Prostaglandin glycerol esters (PG-Gs) and prostaglandin ethanolamides (PG-EAs) are generated by the action of cyclooxygenase-2 on the endocannabinoids 2-arachidonylglycerol (2-AG) and arachidonylethanolamide, respectively. These novel eicosanoids may have unique pharmacological properties and/or serve as latent sources of prostaglandins at sites remote from their tissue of origin. Therefore, we investigated the metabolism of PG-Gs and PG-EAs in vitro and in vivo. PGE2-G was rapidly hydrolyzed in rat plasma to generate PGE2 (t½ = 14 s) but was only slowly metabolized in human plasma (t½ > 10 min). An intermediate extent of metabolism of PGE2-G was observed in human whole blood (t½ ≈ 7 min). The parent arachidonylglycerol, 2-AG, and the more stable regioisomer, 1-AG, also were much more rapidly metabolized in rat plasma compared with human plasma.
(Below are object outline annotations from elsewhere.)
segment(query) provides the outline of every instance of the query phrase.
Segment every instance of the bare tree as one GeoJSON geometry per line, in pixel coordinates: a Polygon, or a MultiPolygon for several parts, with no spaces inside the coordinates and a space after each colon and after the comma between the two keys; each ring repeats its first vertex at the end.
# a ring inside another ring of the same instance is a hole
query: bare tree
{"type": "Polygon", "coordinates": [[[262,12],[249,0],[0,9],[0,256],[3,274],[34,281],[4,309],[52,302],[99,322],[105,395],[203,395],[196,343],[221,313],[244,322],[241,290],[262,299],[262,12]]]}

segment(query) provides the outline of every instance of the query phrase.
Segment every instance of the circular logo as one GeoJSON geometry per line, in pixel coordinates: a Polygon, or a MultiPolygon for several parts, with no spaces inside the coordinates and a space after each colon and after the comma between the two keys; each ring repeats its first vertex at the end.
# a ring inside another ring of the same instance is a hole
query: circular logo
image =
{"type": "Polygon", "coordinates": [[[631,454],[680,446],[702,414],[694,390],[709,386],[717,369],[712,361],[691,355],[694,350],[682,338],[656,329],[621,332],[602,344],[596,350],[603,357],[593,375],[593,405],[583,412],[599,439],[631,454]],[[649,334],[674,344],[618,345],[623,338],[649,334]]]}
PGE2-EA was not significantly hydrolyzed in plasma, undergoing slow dehydration/isomerization to PGB2-EA. Both PGE2-G and PGE2-EA were stable in canine, bovine, and human cerebrospinal fluid. Human 15-hydroxyprostaglandin dehydrogenase, the enzyme responsible for the initial step in PG inactivation in vivo, oxidized both PGE2-G and PGE2-EA less efficiently than the free acid. The sterically hindered glyceryl prostaglandin was the poorest substrate examined in the E series. Minimal 15-hydroxyprostaglandin dehydrogenase oxidation of PGF2α-G was observed. PGE2-G and PGE2-EA pharmacokinetics were assessed in rats. PGE2-G was not detected in plasma 5 min following an intravenous dose of 2 mg/kg. However, PGE2-EA was detectable up to 2 h following an identical dose, displaying a large apparent volume of distribution and a half-life of over 6 min. The results suggest that endocannabinoid-derived PG-like compounds may be sufficiently stable in humans to exert actions systemically. Furthermore, these results suggest that the rat is not an adequate model for investigating the biological activities of 2-arachidonylglycerol or glyceryl prostaglandins in humans.